In Salto’s assessment, the strategy of simultaneously discussing a fiscal adjustment program with controversial instruments and the extension of emergency aid involves a complex political seam.
One of the points under discussion, the withdrawal of the Constitution from the minimum expenditures in the areas of Health and Education, for example, must face difficulties to be approved.
“Untying is a very intricate issue,” he observes.
“If we imagine that the aid is an emergency expense, it is difficult to imagine a bolder text for this medium-term fiscal adjustment, because the two things were linked”, he analyzes.
During a press conference, Salto also analyzed the effects of President Jair Bolsonaro’s recent decision (without a party) to zero federal taxes on diesel for two months in an attempt to mitigate rising fuel prices at gas stations – and thus contain the pressure of truck drivers on the government.
According to IFI calculations, the measure has a cost of R $ 3 billion to R $ 4 billion on public coffers, if it is not later extended.
“This seems little, in absolute terms, when we see the main aggregates of federal public spending, however, it is significant, because the fiscal margin is very tight and the announcements are being made without the monitoring of compensatory measures”, he says.
“The government can say that the revenue is underestimated in the LDO and that the LOA will have R $ 3 billion more in revenue and that this would offset the reduction in PIS / Cofins [sobre o diesel e o gás de cozinha]“, suggests. For the economist, greater transparency by the federal government in the indication of compensatory measures is necessary.
Despite avoiding getting to the heart of the matter, Salvo sees potential macroeconomic impacts on Bolsonaro’s recent decisions involving Petrobras.

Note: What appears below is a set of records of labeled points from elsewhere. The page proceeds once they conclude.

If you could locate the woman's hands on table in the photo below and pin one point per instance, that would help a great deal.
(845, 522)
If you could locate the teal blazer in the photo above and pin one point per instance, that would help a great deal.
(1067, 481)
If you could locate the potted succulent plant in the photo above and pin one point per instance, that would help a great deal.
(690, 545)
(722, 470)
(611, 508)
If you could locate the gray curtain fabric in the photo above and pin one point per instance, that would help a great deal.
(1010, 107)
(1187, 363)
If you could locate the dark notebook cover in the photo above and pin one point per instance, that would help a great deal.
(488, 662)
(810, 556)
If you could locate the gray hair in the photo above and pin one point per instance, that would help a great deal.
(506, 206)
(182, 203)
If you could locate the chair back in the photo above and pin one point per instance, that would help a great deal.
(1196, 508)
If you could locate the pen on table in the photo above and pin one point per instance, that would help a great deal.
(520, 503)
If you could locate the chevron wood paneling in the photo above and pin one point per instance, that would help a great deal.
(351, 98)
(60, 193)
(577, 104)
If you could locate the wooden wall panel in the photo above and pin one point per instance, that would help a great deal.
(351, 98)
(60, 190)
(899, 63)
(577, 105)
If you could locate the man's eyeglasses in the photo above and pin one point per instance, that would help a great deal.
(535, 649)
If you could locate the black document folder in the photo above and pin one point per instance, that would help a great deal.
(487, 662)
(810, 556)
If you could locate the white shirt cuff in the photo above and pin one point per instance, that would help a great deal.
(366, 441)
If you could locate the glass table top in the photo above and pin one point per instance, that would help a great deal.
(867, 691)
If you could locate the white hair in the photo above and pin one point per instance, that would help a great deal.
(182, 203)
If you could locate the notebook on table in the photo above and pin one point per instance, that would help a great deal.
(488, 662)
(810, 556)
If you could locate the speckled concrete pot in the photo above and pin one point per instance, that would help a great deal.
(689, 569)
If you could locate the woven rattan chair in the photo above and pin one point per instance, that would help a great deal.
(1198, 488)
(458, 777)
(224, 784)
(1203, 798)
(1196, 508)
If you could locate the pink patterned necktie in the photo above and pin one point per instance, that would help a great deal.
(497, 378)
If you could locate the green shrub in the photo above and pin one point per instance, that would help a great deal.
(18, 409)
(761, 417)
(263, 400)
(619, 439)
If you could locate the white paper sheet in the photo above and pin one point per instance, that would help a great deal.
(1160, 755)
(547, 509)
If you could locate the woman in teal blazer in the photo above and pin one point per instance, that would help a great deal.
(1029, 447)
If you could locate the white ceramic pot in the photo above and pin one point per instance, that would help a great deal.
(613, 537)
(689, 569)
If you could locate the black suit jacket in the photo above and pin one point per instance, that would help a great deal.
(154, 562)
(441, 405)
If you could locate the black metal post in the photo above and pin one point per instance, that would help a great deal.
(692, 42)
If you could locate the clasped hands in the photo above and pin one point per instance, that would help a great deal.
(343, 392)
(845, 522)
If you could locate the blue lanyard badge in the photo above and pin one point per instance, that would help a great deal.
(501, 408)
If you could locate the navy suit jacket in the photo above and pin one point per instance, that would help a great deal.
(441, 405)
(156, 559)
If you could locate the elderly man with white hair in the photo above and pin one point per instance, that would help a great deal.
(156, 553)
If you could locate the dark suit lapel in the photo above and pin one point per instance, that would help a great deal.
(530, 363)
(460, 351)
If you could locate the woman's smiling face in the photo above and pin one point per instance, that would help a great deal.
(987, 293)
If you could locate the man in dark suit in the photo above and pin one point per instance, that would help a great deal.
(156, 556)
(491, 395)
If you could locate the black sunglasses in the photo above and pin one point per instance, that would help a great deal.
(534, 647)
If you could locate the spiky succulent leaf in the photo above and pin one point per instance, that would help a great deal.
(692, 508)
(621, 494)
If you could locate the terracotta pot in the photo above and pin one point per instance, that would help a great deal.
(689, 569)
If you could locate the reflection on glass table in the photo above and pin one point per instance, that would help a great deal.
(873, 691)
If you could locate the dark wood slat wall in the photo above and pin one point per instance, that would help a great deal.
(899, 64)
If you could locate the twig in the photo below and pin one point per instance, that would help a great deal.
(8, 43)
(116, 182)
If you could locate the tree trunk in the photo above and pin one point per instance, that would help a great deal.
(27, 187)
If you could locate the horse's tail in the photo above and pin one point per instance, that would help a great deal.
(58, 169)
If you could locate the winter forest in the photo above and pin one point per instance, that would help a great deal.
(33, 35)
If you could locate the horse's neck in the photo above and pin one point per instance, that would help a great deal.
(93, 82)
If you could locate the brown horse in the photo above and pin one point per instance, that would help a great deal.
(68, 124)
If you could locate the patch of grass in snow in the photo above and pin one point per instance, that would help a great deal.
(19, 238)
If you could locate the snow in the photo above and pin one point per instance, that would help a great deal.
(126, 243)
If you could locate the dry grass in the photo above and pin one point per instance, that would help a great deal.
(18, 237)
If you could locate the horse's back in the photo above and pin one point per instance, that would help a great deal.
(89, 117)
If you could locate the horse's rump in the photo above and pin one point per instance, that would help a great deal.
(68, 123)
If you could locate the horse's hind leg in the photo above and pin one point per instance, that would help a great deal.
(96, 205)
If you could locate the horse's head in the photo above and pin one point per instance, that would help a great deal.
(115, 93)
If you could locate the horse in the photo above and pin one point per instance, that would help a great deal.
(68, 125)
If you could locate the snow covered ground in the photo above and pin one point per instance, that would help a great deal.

“From the point of view of the market, from the perception of risk, which also affects the macroeconomic scenarios (ultimately, interest and exchange rates as well), a scenario of greater intervention, uncertainty and lack of transparency harms the macroeconomic scenario and will have indirectly fiscal implications, ”he says.
Last Friday (19), Bolsonaro announced the replacement of the current president of the state-owned company, Roberto Castello Branco, by General Joaquim Silva e Luna, who commanded the Itaipu plant. The move was perceived by investors as a sign of interference in the company. Petrobras’ shares accumulated a drop of more than 20% in two trading sessions and the company lost R $ 102 billion in market value.